L’idea è visibile in ciò che il poeta mostra nonché per accumulo e varietà di immagini. In sintesi, qual è questa idea ne Dei Sepolcri? L’idea che il rapporto con la morte non sia tanto una questione filosofica o emotiva, ma abbia – e il Foscolo lo espliciterà nella già citata lettera a Guillon – un valore politico, cioè a quanto in termini di valore del passato l’uomo della civiltà presente riesce a far vivere per spirito di emulazione e perché attraverso l’ispirazione e la forza d’animo mossi da questi grandi esempi, è spinto anche lui a fare grandi cose e quindi anche l’amore per la gloria e la bellezza. Molto forte è la capacità di far visualizzare; come vedremo meglio nelle prossime lezioni, in retorica questo corrisponde a una figura retorica che descrive questo principio: l’ipotiposi. Deriva dal greco e significa “abbozzo”; è un disegno incompleto perché è l’idea che il disegno tracciato con le parole debba essere completato dall’immaginazione di chi legge o ascolta. Quintiliano nella Institutio oratoria la definisce come una rappresentazione delle cose attraverso le parole, tali che sembra di vederle. L’ipotiposi ha una sua teatralità: il poeta non ci descrive indirettamente, ma ci fa comparire attraverso le deissi, cioè le collocazioni spazio-temporali, le cose nel momento in cui accadono o attraverso le parole cerca di evocarle in maniera immediata e repentina. Tenete presente che è sempre qualcosa legato all’immaginazione e alla capacità dell’autore di far immaginare; non è una figura retorica facilmente individuabile perché non ha dei connotati linguistici propri. È qualcosa che si riesce a capire attraverso la lettura e l’analisi perché c’è una maggiore densità di verbi, per esempio legati alle sensazioni, o di altre parole e forme linguistiche che esprimono sensazioni.

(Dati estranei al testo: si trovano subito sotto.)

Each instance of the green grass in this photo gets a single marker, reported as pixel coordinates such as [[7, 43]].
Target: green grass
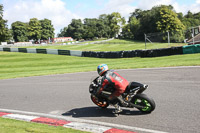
[[115, 45], [15, 126], [13, 65]]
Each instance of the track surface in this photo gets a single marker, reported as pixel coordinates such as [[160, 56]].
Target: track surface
[[176, 92]]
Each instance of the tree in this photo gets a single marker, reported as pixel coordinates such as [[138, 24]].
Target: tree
[[63, 32], [34, 29], [5, 33], [115, 23], [47, 30], [90, 29], [103, 26], [20, 33], [169, 22], [76, 29]]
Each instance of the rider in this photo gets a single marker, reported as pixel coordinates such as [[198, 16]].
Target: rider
[[114, 80]]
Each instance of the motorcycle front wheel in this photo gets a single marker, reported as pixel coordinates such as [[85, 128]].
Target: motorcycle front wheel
[[147, 104], [101, 102]]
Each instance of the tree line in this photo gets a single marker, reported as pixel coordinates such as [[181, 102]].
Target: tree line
[[160, 18]]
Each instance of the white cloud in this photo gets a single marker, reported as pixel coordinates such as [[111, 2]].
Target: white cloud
[[51, 9]]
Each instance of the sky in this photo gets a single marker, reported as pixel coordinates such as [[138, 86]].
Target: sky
[[61, 12]]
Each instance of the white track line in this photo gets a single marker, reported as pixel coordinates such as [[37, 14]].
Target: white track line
[[86, 122]]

Già nell’incipit c’è questa idea anche se non molto forte:
All’ombra de’ cipressi e dentro l’urne
confortate di pianto è forse il sonno
della morte men duro? […]
Per introdurci il fatto che i morti quando riposano non sentono, Foscolo non si limita a utilizzare l’interrogativa drammatizzando, puntando l’attenzione sul destinatario della poesia perché l’interrogativa si rivolge a qualcuno. Usa al contempo l’immagine del cipresso di giorno e quindi dell’ombra che il cipresso proietta; ci fa capire che c’è qualcuno che sta piangendo questi morti quindi abbiamo sensazioni visive e uditive. Qui non abbiamo un’ipotiposi vera, bensì un addensarsi di stimoli sensoriali perché non sappiamo come sia fatta la tomba, che tipo di tomba sia e non sappiamo chi stia piangendo, ma siamo subito calati in una dimensione attraverso il linguaggio; in esso prestiamo attenzione non tanto a quello che il poeta dice, ma agli stimoli, alle impressioni visive e sensoriali che ci trasmette attraverso la parola.